The finance department has produced many memorable names over the past 20 years, and before the current rogues’ gallery of Fastow, Sullivan, and Swartz ruled headlines, CFOs made news for their deal-making and turnaround skills. Where are these notable finance execs today?
Perhaps no name is better known in finance over the past two decades than that of Dennis Dammerman, General Electric’s former CFO and current vice chairman. He also serves as chairman of GE Capital Services and sits on the board of Genworth Financial. Along with the acclaim, Dammerman has had his share of criticism, too — for GE’s earnings management practices. He dismissed those charges in a 1995 interview with CFO: “We’re proud of the fact that we have had relatively consistent earnings growth…. Did we do anything wrong to achieve that? Absolutely not.”
Joseph Graziano, Apple Computer’s finance czar from 1989 to 1995, looks back on his struggle with Apple’s board — detailed in a 1996 CFO cover story — and laughs. “Ten years ago I tried to raise some issues with the board, and nobody wanted to listen. Today if a CFO came to a board and started to bring things up, the board would be worried about the legal ramifications of not listening.” Graziano now chairs the audit committee at both film animator Pixar and Packeteer, a maker of Internet traffic management hardware and software. And though he’s left California for Montana, he still drives race cars in his free time.
After helping to integrate Compaq Computer with Hewlett-Packard following their 2002 megamerger, former Compaq CFO Jeff Clarke left HP in early 2004. Now he, too, is involved in a turnaround. He took the COO job at Computer Associates, and is one of a cadre of new executives aiming to restore the software company’s reputation. Clarke says technology and globalization have had the greatest impact on the CFO role. “The CFO 20 years ago had a series of static reports. Now there are these incredible operating dashboards that give visibility into the business,” he says. “That technology has allowed the CFO to transform into a more operational executive with a bigger impact on the business. This is why you see more CFOs becoming COOs and CEOs.”
Best known for his role in the turnarounds at IBM and Chrysler, Jerome York is working on another challenge, this time as chair of the audit committee at Tyco. The fact that York took on the messy job shouldn’t come as a surprise. After all, he told CFO in 1993, “When things are going well, it gets a little boring.” York also serves as a director at Apple and Metro-Goldwyn-Mayer. He has run Harwinton Capital Corp., his private investment firm, since September 2003.
Tom Meredith, Dell Computer’s former finance chief, has devoted himself to philanthropy since leaving the computer maker in 2000. A cover subject in August 1993, he runs the Meredith Private Foundation and co-founded the Austin Idea Network, a nonprofit focusing on quality of life in central Texas.

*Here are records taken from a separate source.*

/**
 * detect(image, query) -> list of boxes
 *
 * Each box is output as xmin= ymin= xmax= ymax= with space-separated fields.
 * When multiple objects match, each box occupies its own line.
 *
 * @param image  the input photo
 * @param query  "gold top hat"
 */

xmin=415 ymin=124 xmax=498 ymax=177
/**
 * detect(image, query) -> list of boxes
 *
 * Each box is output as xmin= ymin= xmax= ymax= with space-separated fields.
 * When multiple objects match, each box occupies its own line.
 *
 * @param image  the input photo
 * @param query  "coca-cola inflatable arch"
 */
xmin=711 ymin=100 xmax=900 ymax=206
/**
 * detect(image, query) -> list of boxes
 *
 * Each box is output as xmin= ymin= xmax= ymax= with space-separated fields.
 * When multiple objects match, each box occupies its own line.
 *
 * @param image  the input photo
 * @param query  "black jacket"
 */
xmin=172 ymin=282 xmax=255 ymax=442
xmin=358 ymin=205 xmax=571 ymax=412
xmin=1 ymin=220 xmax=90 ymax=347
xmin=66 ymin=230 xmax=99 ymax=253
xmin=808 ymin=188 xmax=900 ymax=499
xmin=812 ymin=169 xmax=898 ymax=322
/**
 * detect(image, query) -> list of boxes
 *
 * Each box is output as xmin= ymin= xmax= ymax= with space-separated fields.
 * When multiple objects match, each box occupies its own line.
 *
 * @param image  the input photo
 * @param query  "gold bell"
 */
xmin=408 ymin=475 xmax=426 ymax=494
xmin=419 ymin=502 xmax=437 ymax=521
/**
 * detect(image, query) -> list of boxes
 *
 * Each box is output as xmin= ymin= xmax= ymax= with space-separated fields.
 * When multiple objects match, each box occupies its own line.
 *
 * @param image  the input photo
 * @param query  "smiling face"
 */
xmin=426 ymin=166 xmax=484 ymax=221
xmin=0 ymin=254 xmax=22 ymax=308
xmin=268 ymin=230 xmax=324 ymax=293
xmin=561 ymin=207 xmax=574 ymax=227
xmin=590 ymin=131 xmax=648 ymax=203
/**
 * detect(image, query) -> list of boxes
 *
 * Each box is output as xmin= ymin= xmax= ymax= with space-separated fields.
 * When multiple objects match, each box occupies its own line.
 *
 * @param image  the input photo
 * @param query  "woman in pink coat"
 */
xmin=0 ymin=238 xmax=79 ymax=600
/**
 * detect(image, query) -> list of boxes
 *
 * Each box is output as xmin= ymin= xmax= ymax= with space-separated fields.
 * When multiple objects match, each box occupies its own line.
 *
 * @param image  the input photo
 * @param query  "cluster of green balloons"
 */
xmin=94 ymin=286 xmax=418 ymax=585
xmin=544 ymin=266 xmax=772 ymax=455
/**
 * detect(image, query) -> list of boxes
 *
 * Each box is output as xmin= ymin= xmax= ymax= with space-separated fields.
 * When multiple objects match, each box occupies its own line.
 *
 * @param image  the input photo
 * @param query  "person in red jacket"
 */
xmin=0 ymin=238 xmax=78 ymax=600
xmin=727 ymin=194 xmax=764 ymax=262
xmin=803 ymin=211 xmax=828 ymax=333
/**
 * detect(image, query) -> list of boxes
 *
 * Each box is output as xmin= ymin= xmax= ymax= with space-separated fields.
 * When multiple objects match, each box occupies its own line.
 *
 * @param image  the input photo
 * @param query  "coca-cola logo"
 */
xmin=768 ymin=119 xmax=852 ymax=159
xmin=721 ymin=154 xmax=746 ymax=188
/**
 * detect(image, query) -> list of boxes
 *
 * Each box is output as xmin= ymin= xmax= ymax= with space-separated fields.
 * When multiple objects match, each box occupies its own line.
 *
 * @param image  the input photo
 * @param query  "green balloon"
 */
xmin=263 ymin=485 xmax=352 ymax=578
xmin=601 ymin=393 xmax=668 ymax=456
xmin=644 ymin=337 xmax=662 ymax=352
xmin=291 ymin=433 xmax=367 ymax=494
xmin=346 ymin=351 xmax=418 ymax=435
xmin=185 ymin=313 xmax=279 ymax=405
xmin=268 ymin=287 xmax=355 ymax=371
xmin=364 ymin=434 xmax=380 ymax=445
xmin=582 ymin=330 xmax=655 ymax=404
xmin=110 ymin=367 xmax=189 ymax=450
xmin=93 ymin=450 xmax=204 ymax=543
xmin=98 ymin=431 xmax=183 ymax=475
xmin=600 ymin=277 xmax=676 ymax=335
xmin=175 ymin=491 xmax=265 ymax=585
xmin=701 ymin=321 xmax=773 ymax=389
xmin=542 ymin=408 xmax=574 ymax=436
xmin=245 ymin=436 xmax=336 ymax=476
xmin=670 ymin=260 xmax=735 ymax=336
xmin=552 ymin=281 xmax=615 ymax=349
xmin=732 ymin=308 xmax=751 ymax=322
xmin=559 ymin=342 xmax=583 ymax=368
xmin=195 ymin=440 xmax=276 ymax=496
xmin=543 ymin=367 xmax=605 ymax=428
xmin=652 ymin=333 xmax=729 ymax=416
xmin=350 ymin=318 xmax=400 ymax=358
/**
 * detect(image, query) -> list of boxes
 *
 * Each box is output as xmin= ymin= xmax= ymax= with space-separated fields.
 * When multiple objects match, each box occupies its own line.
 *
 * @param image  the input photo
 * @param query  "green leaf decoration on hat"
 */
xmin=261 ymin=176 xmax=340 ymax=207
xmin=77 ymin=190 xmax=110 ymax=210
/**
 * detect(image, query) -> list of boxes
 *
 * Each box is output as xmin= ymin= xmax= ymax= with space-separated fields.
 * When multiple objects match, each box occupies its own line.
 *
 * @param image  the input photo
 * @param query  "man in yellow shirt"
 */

Recently, Meredith joined the board of Motorola.
Debby Hopkins has been one of the most mobile executives of the past 20 years, taking her hard-charging management style from Unisys to General Motors to Boeing, a move for which she was featured on a CFO cover in 1999. Her time at Boeing was brief, however; she left after a year and a half to take the financial reins at Lucent Technologies. She was there barely a year, during which time profits plunged, CEO Richard McGinn was sacked, and the SEC began an investigation into past accounting practices. She then moved to consultancy Marakon Associates before joining Citigroup in January 2003, where she is now COO and CTO.
B.J. Rone, featured on CFO’s February 1991 cover for his turnaround work at Archive Corp., is now the CFO at Alliance Systems Holdings Inc., a server distributor in Plano, Tex. He says the top finance role has changed dramatically over the past two decades. “If you divide the CFO’s job into two pieces, where one is the financial-reporting and accounting side and the other is maximizing shareholder value and running the business, it used to be that you spent 80 percent of your time on the first part. Now it’s more like 50-50.”
Former Sara Lee Corp. CFO Judith Sprieser tried her hand at entrepreneurship in 2000, helping to found an online consumer-products marketplace, Transora. Sprieser was one of many CFOs to leave an established company for a start-up in recent years. Heidi Miller left Citigroup for a nine-month stint at Priceline before returning to the Old Economy, joining Marsh & McLennan and later becoming head of treasury services at J.P. Morgan Chase. Former Walt Disney Co. CFO Richard Nanula also tested the start-up waters, taking the CEO job at Broadband Sports after his tenure as president of Starwood Hotels & Resorts ended with a falling-out with CEO Barry Sternlicht. Nanula also returned to a large, publicly traded company after the bubble burst: today he’s the CFO of Amgen.